1. Title, Journal and Authors
Title: Neural networks for prediction of ultrafiltration transmembrane pressure – application to drinking water production
Journal: Journal of Membrane science 150 (1998) 111-123
Authors: N. Delgrange1.a, C. Cabassuda,*, M. Cabassudb, L. Durand-Bourlierc, J.M. Lainec
aLaboratore d’Ingenierie des Procedes l’Environment, Institue National des Sciences Appliquees, Complexe Scientifique de Rangueil, 31077 Toulouse, Cedex, France
bLaboratorie de Genie Chimique, LGC-CNRS UMR5503, ENSIGC 18, Chemin de la loge, 31078 Toulouse, Cedex 4, France
cCentre International de Recherche sur l’Eau et l’Environment, Lyonnaise des Eaux, Avenue du President Wilson, 78230 Le Pecq, France
Ultrafiltration process that has good efficiency to remove particles and to keep good water quality is upward trend in the field of drinking water. It is essential with modeling of ultrafiltration process to solve the membrane’s reversible fouling caused by particle deposition and irreversible fouling caused by adsorption. In this paper, for the modeling of it, Neural network was used. Neural network does not need complicated formula but it is able to obtain theoretical and practical solutions.

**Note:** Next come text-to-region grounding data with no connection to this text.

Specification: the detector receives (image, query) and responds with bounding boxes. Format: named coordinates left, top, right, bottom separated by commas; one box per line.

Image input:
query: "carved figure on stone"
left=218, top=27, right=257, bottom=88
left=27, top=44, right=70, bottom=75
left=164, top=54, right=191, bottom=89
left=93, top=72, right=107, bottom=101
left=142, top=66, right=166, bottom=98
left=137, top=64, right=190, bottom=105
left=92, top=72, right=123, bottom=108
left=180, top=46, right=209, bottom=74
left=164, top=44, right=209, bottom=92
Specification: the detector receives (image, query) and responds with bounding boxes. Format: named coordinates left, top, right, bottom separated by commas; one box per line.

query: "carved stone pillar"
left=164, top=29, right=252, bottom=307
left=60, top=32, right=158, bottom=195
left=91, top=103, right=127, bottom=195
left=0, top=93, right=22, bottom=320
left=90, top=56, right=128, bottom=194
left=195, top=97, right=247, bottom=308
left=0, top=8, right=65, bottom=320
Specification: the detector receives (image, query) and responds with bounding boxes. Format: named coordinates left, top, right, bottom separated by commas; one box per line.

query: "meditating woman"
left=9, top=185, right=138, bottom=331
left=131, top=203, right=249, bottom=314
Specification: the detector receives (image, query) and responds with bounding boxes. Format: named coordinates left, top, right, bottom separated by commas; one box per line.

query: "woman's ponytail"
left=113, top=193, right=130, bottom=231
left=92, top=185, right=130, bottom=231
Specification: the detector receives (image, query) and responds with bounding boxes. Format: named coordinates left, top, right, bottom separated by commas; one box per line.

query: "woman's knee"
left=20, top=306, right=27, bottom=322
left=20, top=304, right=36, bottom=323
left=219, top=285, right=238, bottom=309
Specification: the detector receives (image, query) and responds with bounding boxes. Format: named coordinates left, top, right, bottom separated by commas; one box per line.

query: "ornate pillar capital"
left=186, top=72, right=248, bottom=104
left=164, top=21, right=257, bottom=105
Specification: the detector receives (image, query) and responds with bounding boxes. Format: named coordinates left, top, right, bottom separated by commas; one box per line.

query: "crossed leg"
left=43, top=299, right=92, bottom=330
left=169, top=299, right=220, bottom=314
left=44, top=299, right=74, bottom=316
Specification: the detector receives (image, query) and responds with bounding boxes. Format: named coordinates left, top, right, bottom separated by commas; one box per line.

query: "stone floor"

The objectives of this paper are developing the suitable neural network to predict transmembrane pressure which is indicator of membrane fouling and adapting it to the plant. Thus, inlet parameters, experimental data and comparisons between predicted and experimental value are needed to be discussed. And a quasi-Newton learning algorithm was used. A pilot plant was schematized and some parameters are measured.

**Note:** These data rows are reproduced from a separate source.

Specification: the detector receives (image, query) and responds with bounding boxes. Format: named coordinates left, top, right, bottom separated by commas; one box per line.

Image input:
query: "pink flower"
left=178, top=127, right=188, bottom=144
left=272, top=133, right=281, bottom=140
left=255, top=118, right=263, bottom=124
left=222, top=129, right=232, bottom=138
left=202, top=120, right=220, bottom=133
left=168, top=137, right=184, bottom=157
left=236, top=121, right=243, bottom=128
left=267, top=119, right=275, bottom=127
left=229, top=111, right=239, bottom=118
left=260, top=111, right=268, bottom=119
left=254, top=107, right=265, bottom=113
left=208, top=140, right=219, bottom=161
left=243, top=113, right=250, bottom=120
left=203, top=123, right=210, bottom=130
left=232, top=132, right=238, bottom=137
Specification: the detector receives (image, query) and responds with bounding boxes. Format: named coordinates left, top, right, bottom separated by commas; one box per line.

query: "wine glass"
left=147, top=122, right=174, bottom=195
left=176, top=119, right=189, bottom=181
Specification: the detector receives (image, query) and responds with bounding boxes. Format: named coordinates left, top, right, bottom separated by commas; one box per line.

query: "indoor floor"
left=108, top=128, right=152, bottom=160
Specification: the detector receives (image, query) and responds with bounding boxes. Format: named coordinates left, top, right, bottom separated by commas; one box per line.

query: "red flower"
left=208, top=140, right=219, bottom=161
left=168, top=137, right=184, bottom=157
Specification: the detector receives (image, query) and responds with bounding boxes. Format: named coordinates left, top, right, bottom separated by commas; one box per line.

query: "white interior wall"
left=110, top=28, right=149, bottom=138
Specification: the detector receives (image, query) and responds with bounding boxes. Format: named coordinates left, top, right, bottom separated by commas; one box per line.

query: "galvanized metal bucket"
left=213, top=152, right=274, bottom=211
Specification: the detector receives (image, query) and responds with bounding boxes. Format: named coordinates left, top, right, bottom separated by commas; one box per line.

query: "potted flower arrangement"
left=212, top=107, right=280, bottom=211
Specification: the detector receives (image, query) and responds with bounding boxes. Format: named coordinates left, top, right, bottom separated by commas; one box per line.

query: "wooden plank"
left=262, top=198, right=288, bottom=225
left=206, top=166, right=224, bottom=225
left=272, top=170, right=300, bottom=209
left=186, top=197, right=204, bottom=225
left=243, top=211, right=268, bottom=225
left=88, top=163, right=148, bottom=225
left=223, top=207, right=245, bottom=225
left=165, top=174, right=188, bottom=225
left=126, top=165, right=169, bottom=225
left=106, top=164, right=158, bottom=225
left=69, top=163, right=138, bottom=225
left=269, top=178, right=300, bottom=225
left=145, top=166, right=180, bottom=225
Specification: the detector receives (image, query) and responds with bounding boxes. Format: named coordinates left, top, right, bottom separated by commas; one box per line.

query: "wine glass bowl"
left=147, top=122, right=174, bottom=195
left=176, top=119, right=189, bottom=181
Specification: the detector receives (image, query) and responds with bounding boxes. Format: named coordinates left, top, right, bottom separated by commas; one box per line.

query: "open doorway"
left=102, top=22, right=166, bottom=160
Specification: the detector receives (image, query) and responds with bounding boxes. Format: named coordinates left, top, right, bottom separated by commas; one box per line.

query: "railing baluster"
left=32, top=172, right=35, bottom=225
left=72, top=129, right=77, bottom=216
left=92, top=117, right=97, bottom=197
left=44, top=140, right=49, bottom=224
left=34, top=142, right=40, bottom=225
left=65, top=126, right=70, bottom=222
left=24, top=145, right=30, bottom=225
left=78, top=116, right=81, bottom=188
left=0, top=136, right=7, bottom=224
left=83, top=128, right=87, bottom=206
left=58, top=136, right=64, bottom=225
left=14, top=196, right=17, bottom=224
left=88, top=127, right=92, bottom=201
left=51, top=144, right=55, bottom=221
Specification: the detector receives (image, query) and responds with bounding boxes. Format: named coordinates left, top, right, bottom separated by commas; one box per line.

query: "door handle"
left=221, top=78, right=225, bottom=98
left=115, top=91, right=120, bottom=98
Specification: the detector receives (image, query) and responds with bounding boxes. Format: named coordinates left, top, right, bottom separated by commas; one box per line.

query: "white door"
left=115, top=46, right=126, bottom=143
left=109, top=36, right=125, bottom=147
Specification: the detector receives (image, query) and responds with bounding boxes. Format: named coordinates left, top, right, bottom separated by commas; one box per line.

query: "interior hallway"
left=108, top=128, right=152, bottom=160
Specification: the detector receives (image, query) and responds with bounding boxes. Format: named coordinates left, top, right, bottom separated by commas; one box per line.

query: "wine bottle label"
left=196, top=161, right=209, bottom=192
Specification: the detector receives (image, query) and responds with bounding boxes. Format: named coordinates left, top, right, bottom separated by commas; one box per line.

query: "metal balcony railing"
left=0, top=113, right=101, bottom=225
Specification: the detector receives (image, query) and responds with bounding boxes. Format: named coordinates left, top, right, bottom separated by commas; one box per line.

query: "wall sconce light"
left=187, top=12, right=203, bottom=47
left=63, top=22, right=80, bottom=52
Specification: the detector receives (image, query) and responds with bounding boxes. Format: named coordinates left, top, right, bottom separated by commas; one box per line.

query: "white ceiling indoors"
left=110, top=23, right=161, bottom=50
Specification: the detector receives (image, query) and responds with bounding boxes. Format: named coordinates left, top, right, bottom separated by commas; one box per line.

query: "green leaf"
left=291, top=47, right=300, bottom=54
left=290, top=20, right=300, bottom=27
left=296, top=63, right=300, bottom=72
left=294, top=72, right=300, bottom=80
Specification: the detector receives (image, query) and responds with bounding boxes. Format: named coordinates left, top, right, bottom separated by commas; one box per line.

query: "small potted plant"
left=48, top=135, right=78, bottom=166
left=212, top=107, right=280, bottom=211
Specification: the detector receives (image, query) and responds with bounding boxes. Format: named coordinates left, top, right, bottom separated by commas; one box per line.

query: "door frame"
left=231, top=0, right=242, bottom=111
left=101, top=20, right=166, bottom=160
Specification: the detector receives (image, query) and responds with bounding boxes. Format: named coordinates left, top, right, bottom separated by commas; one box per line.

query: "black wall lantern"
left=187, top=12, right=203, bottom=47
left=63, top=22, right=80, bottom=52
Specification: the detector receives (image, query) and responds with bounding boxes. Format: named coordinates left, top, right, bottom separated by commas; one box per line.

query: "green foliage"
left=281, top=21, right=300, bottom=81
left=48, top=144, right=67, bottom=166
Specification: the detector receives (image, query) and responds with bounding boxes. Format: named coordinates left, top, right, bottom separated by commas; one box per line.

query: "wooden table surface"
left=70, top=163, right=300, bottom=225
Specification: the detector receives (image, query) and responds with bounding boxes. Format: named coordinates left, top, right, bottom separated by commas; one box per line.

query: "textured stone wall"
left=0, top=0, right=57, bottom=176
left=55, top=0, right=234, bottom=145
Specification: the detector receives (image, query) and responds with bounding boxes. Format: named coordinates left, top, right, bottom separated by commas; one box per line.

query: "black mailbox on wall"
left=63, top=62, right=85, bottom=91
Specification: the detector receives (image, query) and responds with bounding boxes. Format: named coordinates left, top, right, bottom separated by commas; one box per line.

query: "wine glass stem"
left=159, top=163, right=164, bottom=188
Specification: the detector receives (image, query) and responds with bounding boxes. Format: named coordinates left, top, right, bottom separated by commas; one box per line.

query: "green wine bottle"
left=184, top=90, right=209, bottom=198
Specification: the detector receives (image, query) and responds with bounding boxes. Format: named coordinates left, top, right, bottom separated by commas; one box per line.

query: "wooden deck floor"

For operating the neural network, turbidity, Qp, Ptm-b, Ptm-e were considered as inlet parameters and three networks were used to verify the model. R1 had three, R2 had five, R3 had four inlet parameters. Seven sets of data are used for training and three sets of them are used for testing. As a result, R2 which had five hidden layers and R3 which had four hidden layers had the lower errors and no differences. But R1 which had four hidden layers had the higher errors comparing others.
As a result of first test, turbidity and Ptm-e had a peak and became stabled. Backwash had good effects and it meant reversible fouling. In second test, turbidity and Ptm-e had a peak and remained high values. Because backwash did not have good effects so it meant irreversible fouling. The last graph meant if there were no other data such as TOC or UV, we should examine the previous data.